Personalizing Your Association Membership Services

12 Aug Personalizing Your Association Membership Services

Is your association’s membership lagging? Are you struggling to attract new members? Have you recently lost members to a competitive organization? If so, it could be that you have a “one size fits all” philosophy about your membership, when what you need is a more individualized approach. 

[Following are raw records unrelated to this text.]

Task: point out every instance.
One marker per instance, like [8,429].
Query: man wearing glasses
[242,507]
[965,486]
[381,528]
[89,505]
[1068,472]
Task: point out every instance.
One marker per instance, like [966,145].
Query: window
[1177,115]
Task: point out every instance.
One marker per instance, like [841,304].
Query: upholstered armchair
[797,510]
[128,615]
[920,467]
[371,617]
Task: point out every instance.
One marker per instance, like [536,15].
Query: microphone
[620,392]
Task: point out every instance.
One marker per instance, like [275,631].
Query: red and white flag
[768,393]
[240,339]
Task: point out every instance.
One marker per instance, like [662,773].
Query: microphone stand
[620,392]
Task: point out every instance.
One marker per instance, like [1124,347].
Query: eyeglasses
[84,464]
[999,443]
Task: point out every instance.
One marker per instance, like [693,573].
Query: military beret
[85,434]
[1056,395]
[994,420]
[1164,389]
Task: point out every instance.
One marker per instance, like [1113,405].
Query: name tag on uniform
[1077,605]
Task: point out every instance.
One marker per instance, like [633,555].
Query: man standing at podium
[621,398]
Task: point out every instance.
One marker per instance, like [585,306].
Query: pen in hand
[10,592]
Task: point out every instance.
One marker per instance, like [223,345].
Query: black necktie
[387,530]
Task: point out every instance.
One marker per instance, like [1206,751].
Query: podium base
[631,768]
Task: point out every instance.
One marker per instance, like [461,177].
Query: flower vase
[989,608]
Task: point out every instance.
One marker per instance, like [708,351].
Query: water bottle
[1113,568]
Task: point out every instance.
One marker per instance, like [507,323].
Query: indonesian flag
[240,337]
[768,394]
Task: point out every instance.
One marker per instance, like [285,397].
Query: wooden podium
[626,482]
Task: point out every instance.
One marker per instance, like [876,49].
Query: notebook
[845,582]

Closing that gap between what you’re offering and what your members really want can make the difference between breathing new life into your organization or watching it slowly deteriorate. Read on to learn five ways your association can up its game by providing more personalized membership services. 

 

À la Carte Pricing

Are your membership fees essentially the same for everyone? That should change. We’re not talking about a few tiers for students, professionals and retirees. We’re talking about multiple pricing structures that allow for serious personalization of fees. For example, the member who only attends the annual conference shouldn’t spend the same amount as the person who uses all your online learning features and downloads all your publications. 

The good news about offering variable or à la carte pricing is that, as new members come on board, your association has the opportunity to increase revenue. Grandfather in existing members, but, over time, gradually increase the cost of joining when extras are involved. Think about what kinds of features members would be willing to pay more for, such as: 

  • One-on-one mentoring
  • Résumé assistance
  • Online courses
  • Credentialing and continuing education suggestions
  • Downloadable content, books and manuals
  • Recommended reading and industry book reviews
  • Private Facebook groups
  • Job postings

 

Make Niche and Curated Website Content Available

Just as your membership levels should be individualized, so should your website content. Avoid generic content members can find elsewhere, and offer expert how-to articles, interviews, e-books, and videos that fill a genuine need and offer value for your audience. 

If you’re not sure what your members want, ask! While you can glean a lot of information from your website statistics, you’ll get far more specific direction by surveying members (or prospective members) directly. 

Offer a few items for free to allow members to test them. For example, you could publish a series of three e-books in a series. Provide the first gratis for all members, while asking members to pay for the second and third books if they enjoyed the first. Let them suggest sequels if they want even more information on the topic. 

 

Provide Career Counseling and Personal Mentoring

Offering personal interaction and help up the career ladder is ideal for attracting members of all ages, but it really shines for Millennials. This demographic grew up on more personalized services for everything by virtue of their relationship with technology, so they expect it from associations. Mentoring can take many forms, including: 

  • Internships
  • Help with resumes
  • Job references
  • One-on-one coaching
  • Small classes
  • “Ask me anything” sessions (AMAs), either in person or online
  • Video courses with live Q&A 
  • Project review and feedback
  • Publishing assistance and beta reading
  • Help choosing programs for advanced degrees or night school

 

Appeal to All Member Demographics

Don’t forget to tailor messages, content and activities to members of all ages. This includes:

  • Mature or pre-Baby Boomers (born 1945 and earlier)
  • Baby Boomers (born 1946 – 1964)
  • Gen Xers (born 1965 – 1980)
  • Millennials (born 1981 – 1999-ish)
  • Generation Z (born mid-to-late ’90s and up)

Each one of these demographics has different learning styles and preferences, different cultural touchpoints, and different notions of things like manners. A Millennial might be fine with a happy birthday text message from friends and family, whereas an early Boomer may expect a card in the mail. 

What does each group struggle with that your association could provide? Younger members may want career help, while older members need assistance with technology and retirement planning. 

 

Offer Personalized Learning Paths

For a truly personalized approach, a unique learning path for each member may fit the bill. This combines the elements mentioned above, from career mentoring to coursework and credentialing, with the member’s age and education level taken into account. 

Often, members may start out on one track, only to realize they want to go in another direction or they are forced there by the job market or the economy. Offering step-by-step flexibility may be attractive to many members.

A wonderful way to greet new or prospective members is to offer a one-on-one session, much like meeting with a guidance counselor as a college freshman. Where does the member want to go? What’s holding them back? What can you give him or her to help the individual to achieve desired goals? Chart out a course and then offer the membership features, priced right, that are perfect for their needs. 

Don’t wait until your association membership is in decline. Be proactive about personalizing membership services, and you may put the days of worrying about filling your ranks behind you.